Quick Links

atrocious update performance

From:	"Rosser Schwarz" <rschwarz(at)totalcardinc(dot)com>
To:	<pgsql-performance(at)postgresql(dot)org>
Subject:	atrocious update performance
Date:	2004-03-15 20:28:46
Message-ID:	001401c40acc$1e4e7180$2500fa0a@CardServices.TCI.com
Views:	Raw Message \| Whole Thread \| Download mbox \| Resend email
Thread:
Lists:	pgsql-performance

We're in the throes of an MS SQL to PostgreSQL migration; our databases
include a number of ~5M row tables. We decided to take this opportunity
to clean up and slightly re-normalize our schemas, given what we've
learned about the data over its lifetime and such, else we wouldn't be
experiencing any of the following (we could instead just dump and `copy
from`).

We have a temporary table, public.tempprod, containing 4.7M rows, one
for each row in account.cust. account.cust has, among others, two
columns, prod and subprod, which we're trying to update from tempprod
joined against prod. The update tends to take unnecessarily long--
rather, we've had to finally kill it after its taking obscenely too
long.

The table:

We're currently running on a dual Xeon 700 (I know, I know; it's what
we've got) with 2.5GB RAM and 4x36GB SCSI in hardware RAID 5 (Dell
Perc3 something-or-other controller). If we can demonstrate that
PostgreSQL will meet our needs, we'll be going production on a dual
Opteron, maxed memory, with a 12-disk Fibre Channel array.

The query is:

update account.cust set prodid =
(select p.prodid from account.prod p
join public.tempprod t on t.pool = p.origid
where custid = t.did)

And then, upon its completion, s/prod/subprod/.

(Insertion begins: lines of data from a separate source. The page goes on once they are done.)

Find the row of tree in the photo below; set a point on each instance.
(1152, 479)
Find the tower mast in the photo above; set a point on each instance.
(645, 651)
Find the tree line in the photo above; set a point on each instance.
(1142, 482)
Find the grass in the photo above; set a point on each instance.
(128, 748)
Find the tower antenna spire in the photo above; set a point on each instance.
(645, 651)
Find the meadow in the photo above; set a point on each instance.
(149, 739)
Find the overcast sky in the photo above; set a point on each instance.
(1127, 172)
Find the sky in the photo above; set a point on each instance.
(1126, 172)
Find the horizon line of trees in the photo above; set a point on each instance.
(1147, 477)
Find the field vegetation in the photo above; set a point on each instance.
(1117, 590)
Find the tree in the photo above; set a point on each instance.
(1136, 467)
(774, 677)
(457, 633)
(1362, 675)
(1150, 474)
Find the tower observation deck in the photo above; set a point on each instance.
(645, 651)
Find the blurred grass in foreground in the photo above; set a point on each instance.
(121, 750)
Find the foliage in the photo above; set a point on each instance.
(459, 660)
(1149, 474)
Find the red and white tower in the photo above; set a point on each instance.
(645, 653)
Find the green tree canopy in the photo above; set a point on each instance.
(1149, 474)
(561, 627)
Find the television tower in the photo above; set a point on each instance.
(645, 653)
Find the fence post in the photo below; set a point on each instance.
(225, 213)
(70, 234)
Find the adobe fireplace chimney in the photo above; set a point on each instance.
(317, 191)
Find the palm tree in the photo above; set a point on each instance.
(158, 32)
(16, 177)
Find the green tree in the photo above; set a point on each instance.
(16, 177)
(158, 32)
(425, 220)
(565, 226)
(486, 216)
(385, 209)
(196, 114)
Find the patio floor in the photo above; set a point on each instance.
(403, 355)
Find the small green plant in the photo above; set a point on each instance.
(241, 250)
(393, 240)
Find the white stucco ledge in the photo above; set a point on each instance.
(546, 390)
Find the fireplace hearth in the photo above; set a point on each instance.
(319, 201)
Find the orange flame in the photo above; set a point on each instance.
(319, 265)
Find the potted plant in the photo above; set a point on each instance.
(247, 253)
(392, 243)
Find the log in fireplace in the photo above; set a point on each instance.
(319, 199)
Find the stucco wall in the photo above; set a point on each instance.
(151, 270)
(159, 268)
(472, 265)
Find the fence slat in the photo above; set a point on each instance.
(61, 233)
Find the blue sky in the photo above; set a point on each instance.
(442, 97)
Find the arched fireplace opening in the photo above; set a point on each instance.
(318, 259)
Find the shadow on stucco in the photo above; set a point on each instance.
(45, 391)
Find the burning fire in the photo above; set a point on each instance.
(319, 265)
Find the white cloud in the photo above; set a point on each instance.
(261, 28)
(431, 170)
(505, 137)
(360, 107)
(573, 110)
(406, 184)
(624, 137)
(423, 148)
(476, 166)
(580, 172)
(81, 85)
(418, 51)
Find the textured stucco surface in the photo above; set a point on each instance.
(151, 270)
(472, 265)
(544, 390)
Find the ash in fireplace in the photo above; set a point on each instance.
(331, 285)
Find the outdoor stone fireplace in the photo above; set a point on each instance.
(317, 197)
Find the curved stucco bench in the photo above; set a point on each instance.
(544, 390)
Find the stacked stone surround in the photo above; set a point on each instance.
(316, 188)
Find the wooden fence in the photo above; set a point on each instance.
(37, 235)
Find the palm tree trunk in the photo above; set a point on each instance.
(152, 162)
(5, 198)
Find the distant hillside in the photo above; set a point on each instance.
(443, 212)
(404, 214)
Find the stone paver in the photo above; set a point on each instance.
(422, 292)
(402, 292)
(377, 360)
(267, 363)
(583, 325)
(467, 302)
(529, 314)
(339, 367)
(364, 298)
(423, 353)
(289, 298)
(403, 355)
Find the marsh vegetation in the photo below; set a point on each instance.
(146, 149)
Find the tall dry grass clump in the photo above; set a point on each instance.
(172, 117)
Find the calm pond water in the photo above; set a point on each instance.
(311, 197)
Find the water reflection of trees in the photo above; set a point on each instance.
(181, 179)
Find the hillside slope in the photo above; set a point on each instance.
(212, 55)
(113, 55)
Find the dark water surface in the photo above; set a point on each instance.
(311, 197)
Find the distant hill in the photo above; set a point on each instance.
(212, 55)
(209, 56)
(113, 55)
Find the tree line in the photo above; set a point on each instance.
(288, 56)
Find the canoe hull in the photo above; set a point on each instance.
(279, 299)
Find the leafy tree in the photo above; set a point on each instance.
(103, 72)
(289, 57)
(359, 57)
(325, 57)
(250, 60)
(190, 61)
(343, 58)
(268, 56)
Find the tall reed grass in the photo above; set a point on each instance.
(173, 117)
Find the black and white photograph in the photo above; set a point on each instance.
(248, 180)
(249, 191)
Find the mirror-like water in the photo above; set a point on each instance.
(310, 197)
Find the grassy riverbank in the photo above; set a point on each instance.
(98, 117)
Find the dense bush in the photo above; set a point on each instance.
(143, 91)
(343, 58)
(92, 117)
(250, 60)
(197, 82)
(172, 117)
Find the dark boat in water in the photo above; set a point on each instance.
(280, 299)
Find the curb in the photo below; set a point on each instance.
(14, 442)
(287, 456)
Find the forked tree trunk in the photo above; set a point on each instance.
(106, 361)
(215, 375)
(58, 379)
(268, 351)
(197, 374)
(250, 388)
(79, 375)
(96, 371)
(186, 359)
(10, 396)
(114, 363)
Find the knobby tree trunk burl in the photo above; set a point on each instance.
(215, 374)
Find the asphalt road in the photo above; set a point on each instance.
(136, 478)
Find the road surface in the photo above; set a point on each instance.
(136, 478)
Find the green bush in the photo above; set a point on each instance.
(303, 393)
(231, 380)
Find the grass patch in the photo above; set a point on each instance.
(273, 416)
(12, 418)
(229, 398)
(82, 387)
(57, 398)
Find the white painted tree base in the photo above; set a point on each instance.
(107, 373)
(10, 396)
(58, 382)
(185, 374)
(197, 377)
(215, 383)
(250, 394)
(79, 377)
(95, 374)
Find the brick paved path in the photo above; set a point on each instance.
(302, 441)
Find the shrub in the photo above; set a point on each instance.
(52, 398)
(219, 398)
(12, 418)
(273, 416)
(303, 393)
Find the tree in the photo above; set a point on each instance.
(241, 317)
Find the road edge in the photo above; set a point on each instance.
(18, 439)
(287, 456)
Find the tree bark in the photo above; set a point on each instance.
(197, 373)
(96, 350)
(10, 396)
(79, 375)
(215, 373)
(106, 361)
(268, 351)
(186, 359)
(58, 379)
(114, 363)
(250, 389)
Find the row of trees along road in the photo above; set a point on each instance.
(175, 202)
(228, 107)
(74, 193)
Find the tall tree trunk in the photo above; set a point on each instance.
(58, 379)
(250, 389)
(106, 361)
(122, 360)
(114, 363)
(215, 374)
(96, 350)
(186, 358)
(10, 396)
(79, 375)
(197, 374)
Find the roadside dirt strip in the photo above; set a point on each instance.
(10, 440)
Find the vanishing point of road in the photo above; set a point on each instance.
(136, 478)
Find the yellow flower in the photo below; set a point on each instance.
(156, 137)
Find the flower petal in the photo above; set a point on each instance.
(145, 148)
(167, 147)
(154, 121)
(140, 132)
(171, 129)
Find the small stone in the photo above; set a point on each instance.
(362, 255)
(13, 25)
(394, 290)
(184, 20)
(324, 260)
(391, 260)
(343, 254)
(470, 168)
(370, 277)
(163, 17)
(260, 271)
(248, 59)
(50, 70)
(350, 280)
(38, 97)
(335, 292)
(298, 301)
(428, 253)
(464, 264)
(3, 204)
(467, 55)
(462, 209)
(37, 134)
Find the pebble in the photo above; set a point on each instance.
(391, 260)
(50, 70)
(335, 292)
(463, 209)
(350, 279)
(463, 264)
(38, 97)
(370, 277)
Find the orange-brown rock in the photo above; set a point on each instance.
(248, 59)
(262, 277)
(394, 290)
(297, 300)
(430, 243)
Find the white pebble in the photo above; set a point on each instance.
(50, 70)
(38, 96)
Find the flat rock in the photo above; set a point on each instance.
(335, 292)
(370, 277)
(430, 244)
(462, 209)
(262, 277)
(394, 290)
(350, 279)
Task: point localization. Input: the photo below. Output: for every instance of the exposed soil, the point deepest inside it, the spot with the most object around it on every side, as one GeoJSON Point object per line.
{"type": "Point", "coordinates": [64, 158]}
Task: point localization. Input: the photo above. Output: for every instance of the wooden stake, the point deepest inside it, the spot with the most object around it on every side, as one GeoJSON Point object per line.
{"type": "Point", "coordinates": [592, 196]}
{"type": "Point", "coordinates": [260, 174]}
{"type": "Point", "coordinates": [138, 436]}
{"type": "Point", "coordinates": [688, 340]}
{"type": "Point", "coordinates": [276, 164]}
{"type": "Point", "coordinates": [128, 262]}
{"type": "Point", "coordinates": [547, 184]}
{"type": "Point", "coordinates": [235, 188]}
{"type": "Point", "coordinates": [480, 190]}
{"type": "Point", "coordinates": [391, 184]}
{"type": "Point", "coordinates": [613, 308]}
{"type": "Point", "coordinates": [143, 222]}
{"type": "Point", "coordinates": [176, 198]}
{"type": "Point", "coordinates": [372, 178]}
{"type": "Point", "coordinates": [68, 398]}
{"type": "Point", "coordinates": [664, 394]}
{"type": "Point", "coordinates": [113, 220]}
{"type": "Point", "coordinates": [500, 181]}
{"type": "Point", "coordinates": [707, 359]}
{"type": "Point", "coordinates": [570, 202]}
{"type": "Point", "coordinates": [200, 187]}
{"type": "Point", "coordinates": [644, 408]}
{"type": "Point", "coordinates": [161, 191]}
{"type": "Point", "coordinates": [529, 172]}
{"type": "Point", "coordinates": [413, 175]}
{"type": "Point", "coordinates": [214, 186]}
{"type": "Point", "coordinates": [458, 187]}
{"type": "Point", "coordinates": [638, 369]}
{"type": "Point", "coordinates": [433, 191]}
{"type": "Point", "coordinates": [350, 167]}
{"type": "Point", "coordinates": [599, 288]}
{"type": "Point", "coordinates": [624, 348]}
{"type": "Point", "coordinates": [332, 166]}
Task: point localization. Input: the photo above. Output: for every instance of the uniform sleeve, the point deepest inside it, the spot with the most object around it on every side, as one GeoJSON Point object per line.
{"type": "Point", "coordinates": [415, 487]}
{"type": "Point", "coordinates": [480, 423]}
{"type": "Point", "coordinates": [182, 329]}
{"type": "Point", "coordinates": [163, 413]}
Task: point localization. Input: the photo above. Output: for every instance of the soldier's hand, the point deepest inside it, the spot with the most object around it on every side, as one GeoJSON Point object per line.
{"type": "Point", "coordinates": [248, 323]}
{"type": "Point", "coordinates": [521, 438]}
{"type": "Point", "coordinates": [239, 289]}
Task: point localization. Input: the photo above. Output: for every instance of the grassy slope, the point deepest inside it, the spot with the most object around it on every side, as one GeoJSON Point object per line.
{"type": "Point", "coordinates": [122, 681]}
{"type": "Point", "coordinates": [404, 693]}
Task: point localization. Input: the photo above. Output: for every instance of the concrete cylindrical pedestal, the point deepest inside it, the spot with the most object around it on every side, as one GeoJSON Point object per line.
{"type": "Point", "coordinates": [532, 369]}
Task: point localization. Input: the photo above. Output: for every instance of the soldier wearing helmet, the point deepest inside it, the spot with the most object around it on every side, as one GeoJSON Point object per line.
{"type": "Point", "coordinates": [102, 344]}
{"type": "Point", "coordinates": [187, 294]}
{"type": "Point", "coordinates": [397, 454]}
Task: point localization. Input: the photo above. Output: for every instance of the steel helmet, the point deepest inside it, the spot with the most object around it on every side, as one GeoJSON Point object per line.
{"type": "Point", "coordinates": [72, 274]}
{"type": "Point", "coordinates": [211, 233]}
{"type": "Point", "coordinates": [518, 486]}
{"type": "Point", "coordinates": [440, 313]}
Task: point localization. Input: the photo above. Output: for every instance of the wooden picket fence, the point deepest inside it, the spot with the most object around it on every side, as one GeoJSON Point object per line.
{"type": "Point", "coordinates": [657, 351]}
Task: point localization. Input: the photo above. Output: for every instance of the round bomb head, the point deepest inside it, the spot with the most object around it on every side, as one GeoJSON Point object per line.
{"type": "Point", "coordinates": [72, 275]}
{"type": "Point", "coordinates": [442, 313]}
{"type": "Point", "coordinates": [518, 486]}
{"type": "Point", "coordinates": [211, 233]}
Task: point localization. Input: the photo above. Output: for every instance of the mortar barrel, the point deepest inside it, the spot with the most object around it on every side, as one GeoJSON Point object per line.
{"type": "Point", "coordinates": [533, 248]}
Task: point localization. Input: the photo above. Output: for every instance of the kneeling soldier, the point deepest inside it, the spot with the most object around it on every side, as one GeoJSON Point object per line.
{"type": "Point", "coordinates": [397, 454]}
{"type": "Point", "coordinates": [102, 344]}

That shouldn't run overnight, should it, let alone for -days-?

In experimenting with ways of making the updates take less time, we tried
adding product and subproduct columns to tempprod, and updating those.
That seemed to work marginally better:

explain analyze update public.tempprod set prodid =
(select account.prod.prodid::bigint
from account.prod
where public.tempprod.pool::text = account.prod.origid::text)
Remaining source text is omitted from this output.